«Hay ron». El cartel, bien pintoresco, salta a la vista, y uno mira hacia el interior de la maltrecha bodega con la esperanza de que otro anuncio le haga más honores. Pero ni siquiera hallamos un pequeño papel que reivindique, digamos, al arroz liberado (no importa que se encharque al cocinar), o al detergente líquido, a veces liquidísimo... «Hay ron». Y es, en apariencia, lo único que vale.
En situaciones similares, resulta muy natural que la memoria, asaltada por la nostalgia, nos traiga de vuelta los recuerdos de aquellos tiempos de gloria, de los cuales se extraña hasta la dañina manteca que rendía como un aguacero de mayo y lucía más blanca que las nubes...
Lucen desoladas esas familiares bodegas aún tan necesarias, con sus pomos de muestra en los estantes, incapaces de hacerle competencia a la invitación a consumir alcohol sin marca, barato y a granel. Pero eso ni siquiera importa, porque en nuestros barrios siempre encontrará un experto «catador».
Tengo la sensación de que de esos últimos hay muchos más de los que quisiéramos. Los observo en casi todas las esquinas por las que transito. No hace falta que en sus bolsillos asome el envase para descubrirlos. Tampoco que «pierdan» la vergüenza y se tumben cual indigentes en cualquier lugar, con olor a averiada destilería, ya vencidos por esa acumulación etílica en sangre, debido a la cual una gota puede llevarlos a que rebasen los límites más inimaginables.
Los delata el color cetrino, amarillento o verdoso que enseguida se apodera de una piel tan necesitada de hidratación como el más áspero de los desiertos. Los delata su comportamiento errático, los ojos inyectados en sangre y salidos de las órbitas porque no logran controlar la necesidad de satisfacer sus alarmantes hábitos de consumo.
A esa altura en que ya se está enfermo, en que el alcoholismo se ha convertido en una adicción crónica que incluso puede ser fatal, lo peor es que se pueden contar quienes están conscientes de que son víctimas de un padecimiento que representa no solo un perjuicio grave para la salud, sino que también afecta seriamente la conducta social y la vida familiar.
Se trata de un tipo de dependencia que no entiende de edad ni de sexo, que no respeta si se es profesional o no, si se pertenece a un determinado grupo étnico o clase social. Quien la padece, primero cree que lo tiene todo bajo control, y después, cuando la situación se le escapa de las manos, no consigue reconocer que debe enfrentar un complejo problema.
Y todavía entonces sobrarán las excusas para beber, hasta que se empiece a ocultar el alcohol, a buscarlo desesperadamente en cuanto asoma la mañana... Es cuando quien ya es presa del alcoholismo se muestra cada vez más agresivo y descuida el trabajo, la familia, la apariencia física... Es cuando aparecen la cirrosis hepática, la pérdida de la memoria, los daños cardiovasculares, los trastornos neurológicos, pancreáticos, de la coagulación, la hipertensión arterial, las lesiones cerebrales irreversibles, la disfunción sexual...
Las consecuencias son mortales, como las del tabaco, que según los expertos puede cobrar, hasta el año 2050, una cantidad de muertes superior a la que nos dejaran las guerras del siglo XX, en caso de que las medidas previstas por la Organización Mundial de la Salud no surtan el efecto esperado.

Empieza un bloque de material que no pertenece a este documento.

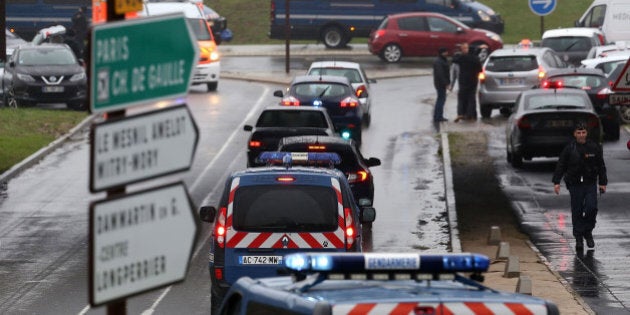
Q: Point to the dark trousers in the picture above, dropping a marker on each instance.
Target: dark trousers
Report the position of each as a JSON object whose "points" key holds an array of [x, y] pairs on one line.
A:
{"points": [[583, 208], [438, 111], [467, 102]]}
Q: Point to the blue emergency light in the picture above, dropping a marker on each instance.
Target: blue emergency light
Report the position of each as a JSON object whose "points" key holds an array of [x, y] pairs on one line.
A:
{"points": [[299, 158], [386, 262]]}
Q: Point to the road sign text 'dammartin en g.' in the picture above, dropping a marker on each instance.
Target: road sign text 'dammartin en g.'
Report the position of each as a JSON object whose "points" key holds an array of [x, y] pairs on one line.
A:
{"points": [[141, 60]]}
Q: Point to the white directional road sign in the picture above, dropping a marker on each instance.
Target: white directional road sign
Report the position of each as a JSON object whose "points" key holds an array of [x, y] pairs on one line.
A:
{"points": [[141, 147], [140, 242]]}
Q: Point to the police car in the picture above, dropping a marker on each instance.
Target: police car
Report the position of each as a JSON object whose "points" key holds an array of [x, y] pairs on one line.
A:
{"points": [[286, 207], [378, 283]]}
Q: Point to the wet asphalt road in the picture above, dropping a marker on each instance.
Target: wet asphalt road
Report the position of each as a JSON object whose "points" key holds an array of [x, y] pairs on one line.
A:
{"points": [[43, 234]]}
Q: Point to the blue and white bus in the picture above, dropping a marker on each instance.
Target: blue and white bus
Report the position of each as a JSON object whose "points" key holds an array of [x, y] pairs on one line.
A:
{"points": [[26, 17]]}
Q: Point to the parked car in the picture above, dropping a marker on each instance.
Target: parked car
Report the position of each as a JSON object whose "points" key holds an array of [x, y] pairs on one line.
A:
{"points": [[357, 76], [509, 71], [284, 208], [353, 164], [595, 83], [543, 121], [46, 73], [276, 122], [573, 43], [421, 34], [334, 93]]}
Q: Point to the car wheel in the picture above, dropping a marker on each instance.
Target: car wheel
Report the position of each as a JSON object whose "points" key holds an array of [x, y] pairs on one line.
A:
{"points": [[624, 114], [517, 160], [486, 111], [333, 37], [391, 53], [10, 100]]}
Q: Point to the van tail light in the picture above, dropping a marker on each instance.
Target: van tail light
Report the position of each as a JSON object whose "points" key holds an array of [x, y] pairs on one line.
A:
{"points": [[360, 91], [351, 232], [524, 123], [218, 273], [219, 227], [603, 94], [290, 101], [541, 73], [593, 122], [359, 176], [349, 102], [255, 144]]}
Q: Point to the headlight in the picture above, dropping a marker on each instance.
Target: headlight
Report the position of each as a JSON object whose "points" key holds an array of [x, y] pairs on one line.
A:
{"points": [[77, 77], [25, 77], [483, 16]]}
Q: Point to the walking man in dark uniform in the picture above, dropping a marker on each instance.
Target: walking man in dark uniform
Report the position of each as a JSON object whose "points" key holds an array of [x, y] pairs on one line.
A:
{"points": [[442, 82], [581, 163]]}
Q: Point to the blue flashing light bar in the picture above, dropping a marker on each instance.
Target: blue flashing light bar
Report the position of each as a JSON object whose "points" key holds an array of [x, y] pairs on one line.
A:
{"points": [[386, 262], [299, 158]]}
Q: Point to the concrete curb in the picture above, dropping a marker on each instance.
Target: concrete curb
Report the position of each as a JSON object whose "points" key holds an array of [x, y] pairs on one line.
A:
{"points": [[41, 153], [449, 192]]}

Sí, hay ron en la bodega de la esquina y un cartel que lo informa con bombos y platillos. Algunos pensarán que está bien, pues si fuera tan dañino, ¿por qué se produce en grandes cantidades y se comercializa por doquier? En cambio, otros en el mundo siguen exigiendo que se pongan límites responsables y razonables a la venta, distribución, publicidad, promoción y consumo de un producto que, amén de su legalidad, aniquila a millones de personas en el planeta.
En cualquier caso, la solución no estará nunca en prohibir. Habrá que dar argumentos, ofrecer toda la información científica disponible sobre los efectos nocivos de estas drogas e intentar convencer, aunque al final nos toque a cada uno de nosotros decidir qué vamos a hacer con nuestras propias vidas.